Я позволила притянуть себя к нему, размышляя, как он будет
– Пожалуйста, останься со мной, - он почти умоляет.
Я вкладываю всю силу воли в свои ноги и отхожу к двери:
– Извини, Камерон, но я думаю, ты слишком для меня.
– Все девушки так говорят, - шутит он, но огромное море боли появляется в его глазах, когда он отпускает мою рубашку.
– Подожди. Я провожу тебя до двери.
Глава 18
Когда мне было тринадцать, моя мама запирала меня на чердаке на целый день, потому что считала, что я убила несколько ее комнатных растений. Это было не таким уж большим делом, но только она не давала мне есть и пить, и не было перерыва, чтобы сходить в туалет. Я вышла из ситуации, не будучи слишком травмированной.
Единственное, что меня беспокоило, так это ее вера, что я специально убила ее растения. В то время это казалось смешным; идея, что человек менее чем за пять минут может иссушить комнатные растения. Теперь я размышляю, делала ли я это и всегда ли моя мама знала обо мне.
Я проснулась на диване с ногами, закинутыми на спинку и с висящей вниз головой. Сейчас конец дня, небо окрашено в бледно-розовый. Дети смеются на улице, и кто-то дросселирует мотоцикл. (Дросселирование (от нем. drosseln — ограничивать, глушить) — понижение давления газа или пара при протекании через сужение проходного канала трубопровода — дроссель, либо через пористую перегородку.)
Я лежу неподвижно, с раскалывающейся головой и пытаюсь уснуть, абсолютно не готовая встретить этот день, или выяснять, что делал Йен в своей студии всю ночь. Я слышала, как кто-то проскользнул в конце прошлой ночи, но мне было все равно кто это. Были приглушенные голоса на лестнице, а затем шаги направились на чердак.

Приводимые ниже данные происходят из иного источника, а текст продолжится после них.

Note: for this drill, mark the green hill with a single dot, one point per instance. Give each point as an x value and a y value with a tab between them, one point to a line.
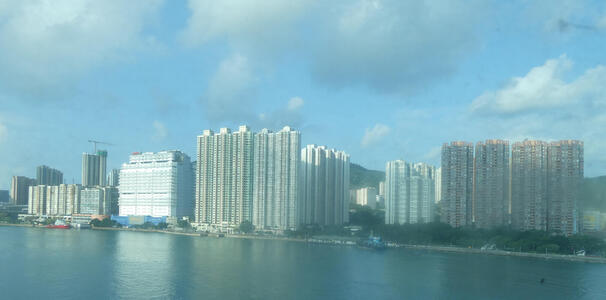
360	177
593	194
593	190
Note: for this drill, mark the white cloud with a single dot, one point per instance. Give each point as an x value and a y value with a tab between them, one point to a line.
3	132
288	115
375	134
160	131
340	39
48	42
230	92
295	103
545	87
260	21
547	104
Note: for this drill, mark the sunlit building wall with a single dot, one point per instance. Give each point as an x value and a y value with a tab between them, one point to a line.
367	197
276	179
224	178
529	185
19	192
565	174
324	186
409	192
457	184
491	184
46	175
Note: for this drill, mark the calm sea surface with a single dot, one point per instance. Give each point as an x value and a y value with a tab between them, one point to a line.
37	263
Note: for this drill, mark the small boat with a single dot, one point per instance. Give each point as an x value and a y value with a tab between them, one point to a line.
373	242
59	224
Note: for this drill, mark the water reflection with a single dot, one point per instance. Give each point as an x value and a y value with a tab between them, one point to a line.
41	263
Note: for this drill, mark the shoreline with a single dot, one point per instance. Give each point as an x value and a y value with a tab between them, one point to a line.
434	248
551	256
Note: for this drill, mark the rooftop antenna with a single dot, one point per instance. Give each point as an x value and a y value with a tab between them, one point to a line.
98	142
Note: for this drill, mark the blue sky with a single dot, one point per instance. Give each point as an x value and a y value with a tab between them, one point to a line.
381	80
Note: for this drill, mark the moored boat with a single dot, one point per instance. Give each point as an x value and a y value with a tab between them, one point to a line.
59	224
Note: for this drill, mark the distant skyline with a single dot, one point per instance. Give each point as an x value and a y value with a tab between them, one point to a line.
381	80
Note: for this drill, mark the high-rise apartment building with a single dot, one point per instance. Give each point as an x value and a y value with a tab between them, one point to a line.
324	198
409	192
54	200
4	196
438	185
99	201
113	179
457	183
276	179
94	168
46	175
224	179
367	197
565	173
37	202
156	184
491	184
529	185
20	189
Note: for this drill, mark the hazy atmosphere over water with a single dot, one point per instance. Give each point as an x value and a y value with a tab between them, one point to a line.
74	264
381	80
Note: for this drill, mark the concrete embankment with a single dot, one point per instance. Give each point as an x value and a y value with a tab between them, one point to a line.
16	225
508	253
390	245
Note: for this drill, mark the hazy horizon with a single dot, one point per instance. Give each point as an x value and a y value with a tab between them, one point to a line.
381	80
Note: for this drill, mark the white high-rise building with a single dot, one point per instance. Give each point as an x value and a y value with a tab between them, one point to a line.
94	168
409	192
156	184
276	179
99	201
54	200
37	201
324	186
438	185
367	197
113	179
224	179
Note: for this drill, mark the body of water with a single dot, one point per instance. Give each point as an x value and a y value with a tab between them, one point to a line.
38	263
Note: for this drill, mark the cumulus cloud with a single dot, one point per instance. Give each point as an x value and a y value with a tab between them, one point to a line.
295	103
230	92
44	43
387	45
3	132
394	45
160	131
240	20
375	134
289	115
544	87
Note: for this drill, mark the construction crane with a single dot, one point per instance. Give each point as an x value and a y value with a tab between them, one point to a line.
98	142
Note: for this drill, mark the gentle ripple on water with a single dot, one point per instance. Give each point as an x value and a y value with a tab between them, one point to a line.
69	264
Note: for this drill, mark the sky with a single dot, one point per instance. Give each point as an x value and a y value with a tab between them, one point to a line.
381	80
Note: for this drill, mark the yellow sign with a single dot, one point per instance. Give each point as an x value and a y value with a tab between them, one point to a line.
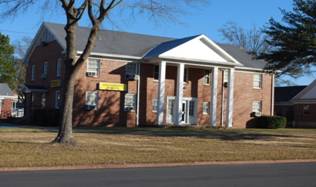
111	86
54	83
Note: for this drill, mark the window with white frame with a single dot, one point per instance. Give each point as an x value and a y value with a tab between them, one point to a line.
43	100
156	72
186	75
207	77
58	68
155	105
57	99
44	70
205	108
306	109
257	106
33	72
91	98
93	67
257	80
225	76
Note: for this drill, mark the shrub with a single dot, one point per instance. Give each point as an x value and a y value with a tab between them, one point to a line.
270	122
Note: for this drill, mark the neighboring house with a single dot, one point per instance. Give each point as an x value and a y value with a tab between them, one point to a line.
283	105
8	102
141	80
305	107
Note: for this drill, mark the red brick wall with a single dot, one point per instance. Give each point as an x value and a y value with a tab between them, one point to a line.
245	94
6	108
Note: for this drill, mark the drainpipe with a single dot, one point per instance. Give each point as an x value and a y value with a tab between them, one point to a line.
138	94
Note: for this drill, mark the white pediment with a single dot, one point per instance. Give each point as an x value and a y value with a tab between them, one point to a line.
199	49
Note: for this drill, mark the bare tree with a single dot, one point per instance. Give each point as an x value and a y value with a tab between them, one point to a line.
97	11
253	40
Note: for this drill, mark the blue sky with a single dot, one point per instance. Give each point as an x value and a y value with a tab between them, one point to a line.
203	20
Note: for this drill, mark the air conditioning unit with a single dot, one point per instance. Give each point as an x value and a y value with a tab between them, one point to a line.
91	74
130	77
256	114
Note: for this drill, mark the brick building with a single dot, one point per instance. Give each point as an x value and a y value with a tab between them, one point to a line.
8	101
141	80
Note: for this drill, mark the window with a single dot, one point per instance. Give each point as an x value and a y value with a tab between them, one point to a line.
186	75
93	67
58	68
57	99
306	109
91	98
43	100
205	107
207	77
257	81
257	106
33	72
225	75
156	72
44	70
155	105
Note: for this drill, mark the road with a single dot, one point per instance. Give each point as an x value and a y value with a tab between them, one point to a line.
287	175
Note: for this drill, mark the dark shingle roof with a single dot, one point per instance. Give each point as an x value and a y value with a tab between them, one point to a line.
284	94
5	90
131	44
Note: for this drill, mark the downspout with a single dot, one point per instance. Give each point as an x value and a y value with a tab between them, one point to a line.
138	94
272	94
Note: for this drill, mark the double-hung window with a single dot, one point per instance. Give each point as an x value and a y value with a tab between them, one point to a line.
91	99
205	108
257	81
207	77
58	68
93	67
33	72
44	70
257	106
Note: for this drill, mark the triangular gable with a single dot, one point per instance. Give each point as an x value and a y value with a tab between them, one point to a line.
309	93
197	48
44	34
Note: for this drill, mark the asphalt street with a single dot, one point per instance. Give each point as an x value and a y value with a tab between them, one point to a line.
287	175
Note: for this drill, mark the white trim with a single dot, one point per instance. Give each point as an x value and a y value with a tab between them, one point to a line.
112	55
213	103
161	92
230	98
179	98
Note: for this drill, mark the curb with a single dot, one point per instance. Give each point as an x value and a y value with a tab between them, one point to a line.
125	166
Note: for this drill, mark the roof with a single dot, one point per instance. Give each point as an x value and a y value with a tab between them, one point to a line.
138	45
5	90
285	94
307	94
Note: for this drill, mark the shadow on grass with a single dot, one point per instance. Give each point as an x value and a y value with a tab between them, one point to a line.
207	133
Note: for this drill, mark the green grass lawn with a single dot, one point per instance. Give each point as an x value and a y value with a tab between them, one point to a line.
30	147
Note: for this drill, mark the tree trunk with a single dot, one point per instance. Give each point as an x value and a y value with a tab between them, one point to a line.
65	131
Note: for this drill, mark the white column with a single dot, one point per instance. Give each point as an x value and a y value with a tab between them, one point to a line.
161	92
179	98
230	98
214	97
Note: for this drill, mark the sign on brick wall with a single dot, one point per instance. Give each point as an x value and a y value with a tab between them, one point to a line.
112	86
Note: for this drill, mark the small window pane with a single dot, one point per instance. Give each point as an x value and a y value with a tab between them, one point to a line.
155	105
257	106
156	72
205	107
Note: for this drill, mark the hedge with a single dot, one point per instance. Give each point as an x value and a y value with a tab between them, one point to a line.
270	122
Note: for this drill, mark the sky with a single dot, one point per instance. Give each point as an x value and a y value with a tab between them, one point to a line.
207	19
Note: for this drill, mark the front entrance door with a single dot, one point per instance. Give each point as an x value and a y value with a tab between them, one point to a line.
188	110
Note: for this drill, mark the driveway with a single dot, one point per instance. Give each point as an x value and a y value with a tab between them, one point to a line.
253	175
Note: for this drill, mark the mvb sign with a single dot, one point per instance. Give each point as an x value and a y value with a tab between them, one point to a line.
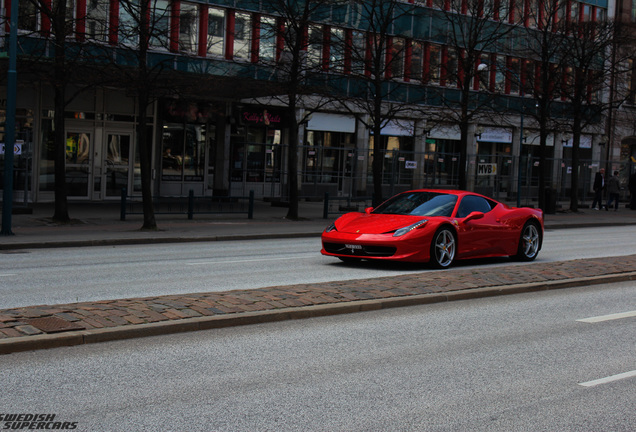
486	169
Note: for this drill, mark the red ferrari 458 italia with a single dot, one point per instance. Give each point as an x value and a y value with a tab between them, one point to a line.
436	226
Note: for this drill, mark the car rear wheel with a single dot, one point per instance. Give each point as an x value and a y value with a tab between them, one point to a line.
443	248
529	242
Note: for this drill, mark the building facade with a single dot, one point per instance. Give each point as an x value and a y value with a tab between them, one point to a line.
220	131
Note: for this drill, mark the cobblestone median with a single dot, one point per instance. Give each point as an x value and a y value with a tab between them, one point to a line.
46	319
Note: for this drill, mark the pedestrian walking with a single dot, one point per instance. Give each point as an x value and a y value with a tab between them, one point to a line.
599	187
632	191
614	190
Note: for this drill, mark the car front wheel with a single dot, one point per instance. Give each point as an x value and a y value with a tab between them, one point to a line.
443	248
529	242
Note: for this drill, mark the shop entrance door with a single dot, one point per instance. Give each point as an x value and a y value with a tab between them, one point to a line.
79	151
118	151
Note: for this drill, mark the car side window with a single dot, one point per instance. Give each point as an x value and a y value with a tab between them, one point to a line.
471	203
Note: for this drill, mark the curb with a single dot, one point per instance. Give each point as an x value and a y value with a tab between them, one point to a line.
153	240
74	338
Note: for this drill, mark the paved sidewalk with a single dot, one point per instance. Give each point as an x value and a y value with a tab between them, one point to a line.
48	326
100	224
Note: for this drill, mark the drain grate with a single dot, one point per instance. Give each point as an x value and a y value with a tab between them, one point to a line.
54	325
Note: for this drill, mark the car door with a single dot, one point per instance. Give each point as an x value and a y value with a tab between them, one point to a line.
480	236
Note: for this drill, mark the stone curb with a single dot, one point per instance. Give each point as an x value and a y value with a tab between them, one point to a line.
73	338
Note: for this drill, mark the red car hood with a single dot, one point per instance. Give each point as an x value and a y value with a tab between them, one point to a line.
358	223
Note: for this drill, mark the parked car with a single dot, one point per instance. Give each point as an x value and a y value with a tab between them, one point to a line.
438	227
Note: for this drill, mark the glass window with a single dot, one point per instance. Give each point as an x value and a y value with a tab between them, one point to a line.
417	60
27	16
189	27
515	75
97	19
314	49
128	30
504	10
533	13
267	45
452	68
242	35
358	52
336	50
397	58
471	203
435	61
160	31
528	77
500	75
484	72
216	31
574	13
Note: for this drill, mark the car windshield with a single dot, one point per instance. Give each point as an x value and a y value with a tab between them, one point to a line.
419	204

Не меняя позиции, я хватаю пульт с журнального столика, но открылась передняя дверь, и кто-то юркнул в дом.
Высокие каблуки застучали по полу.
– Какого чёрта произошло?
– спрашивает Рэйвен, кладя руки на бедра.
– Почему вчера здесь была скорая?
Вверх ногами она выглядит странно, одетая как ангел с белыми крыльями из перьев и в серебристо-атласное платье. Ее розовы волосы завиты, а макушка обвита белой лентой как нимбом.
Я села и протерла глаза:
– Потому что моя мама свихнулась и пыталась порезать себе вены, - слова выскакивают сами собой.
– Эмбер...
– ее руки падают с бедер. Она понятия не имеет, как реагировать на мою честность.
– Что я могу сделать, чтобы помочь?
Я стаскиваю свою задницу с дивана, и её глаза расширяются от вида моей рубашки.